Ganz so billig werden die Anleger sie diesmal sicher nicht bekommen. „Eine klassische Branche wie der Maschinenbau kommt bei den Investoren derzeit gut an“, meldet Vorstandschef Joachim Brenk von der Roadshow, auf der er seine Aktie Fonds und anderen Großanlegern anpriesen hat. Das scheint nicht übertrieben. Und so zielen die Banken in ihren Studien bei Homag jetzt eher in Richtung eines KGVs von über 20 (auf Basis der Gewinne von 2006) und bis zu 18 für 2007. Lohnen könnte sich ein Engagement für Anleger aber dennoch.

Das Unternehmen aus Schopfloch baut Maschinen für die Holzverarbeitung: Sägen, Hobel, CNC-Fräsen. Die Kunden sind Möbelfabriken, Fertighausproduzenten, Fenster- und Türenbauer. Alles keine rauschenden Wachstumsbranchen. Besonders die Möbelindustrie, mit der Homag 60 Prozent der Umsätze macht, leidet unter Preisdumping. Warum Homag beim Umsatz dennoch jedes Jahr um 5 bis 10 Prozent wachsen soll, profitabel mit einer Gewinnmarge von 7 bis 9 Prozent arbeiten kann und außerdem über eine gesunde Bilanz verfügt, erklärt Brenk so: „Der Kostendruck treibt die Möbelindustrie zur Rationalisierung, und Rationalisierung ist gut für Homag.“ Die Schwarzwälder haben sich auf den Aufbau kompletter Fertigungsstraßen spezialisiert: Vorne kommt der Baum rein, hinten die Schranktür heraus. Vor allem Großkunden arbeiten fast nur noch so, Swedwood etwa, der Möbelfertiger von Ikea, oder auch Poggenpohl.

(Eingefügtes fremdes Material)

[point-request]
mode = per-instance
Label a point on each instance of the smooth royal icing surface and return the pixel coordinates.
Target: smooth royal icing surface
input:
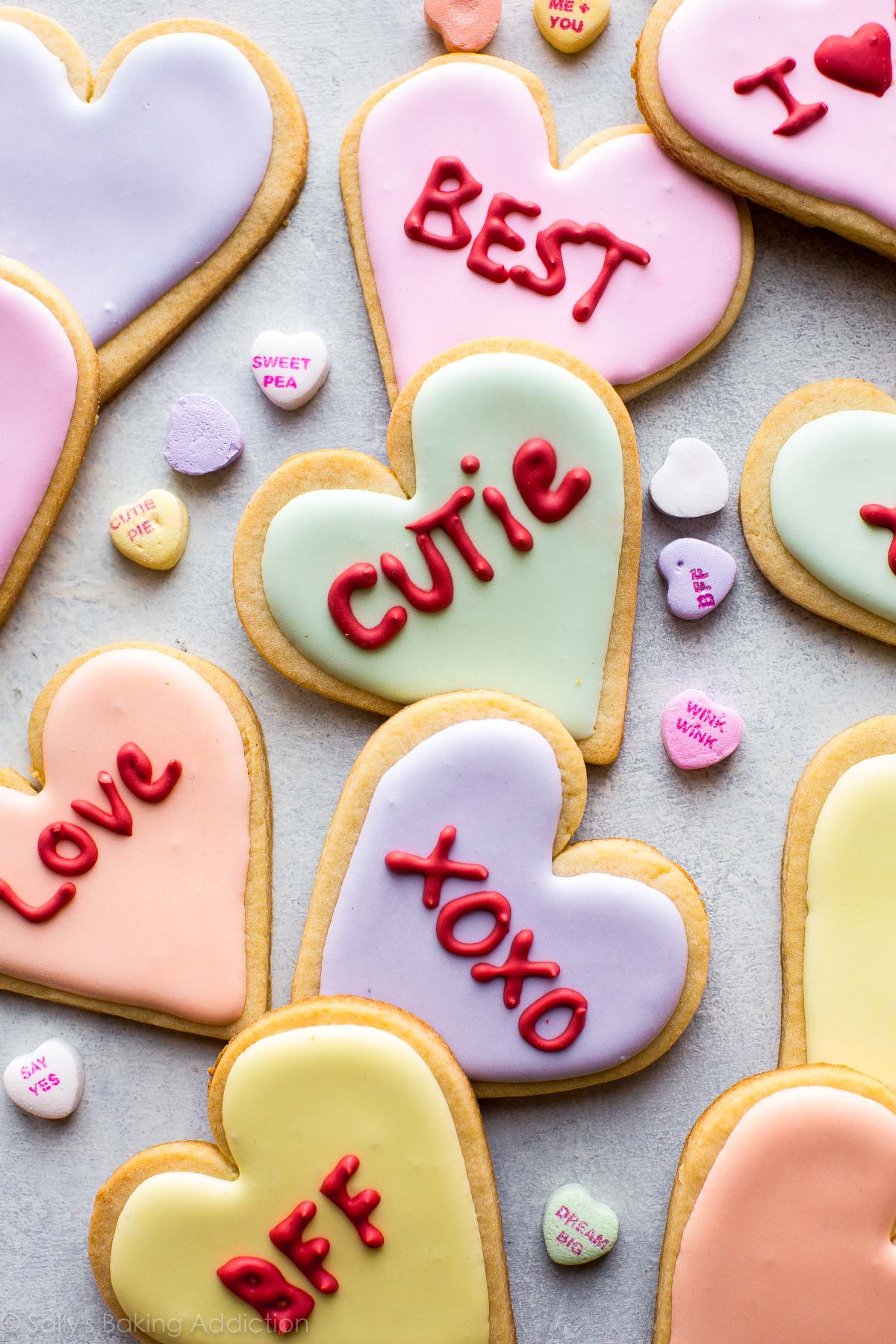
(848, 156)
(526, 632)
(618, 942)
(159, 921)
(119, 199)
(850, 922)
(824, 475)
(788, 1238)
(294, 1105)
(648, 317)
(38, 388)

80 Prozent der Homag-Maschinen gehen in den Export. Asien ist ein wichtiger Wachstumsmarkt. Für Anleger ist beruhigend, dass Homag nicht erst nach dem IPO nach Übersee expandieren will, sondern den Sprung schon lange hinter sich hat. Brenk hat auch keine Angst vor den sonst im Low-Tech-Maschinenbau so gefürchteten Kopisten aus China: „In der Massenfertigung geht es vor allem um Prozesse, und die lassen sich schwer kopieren“, sagt er.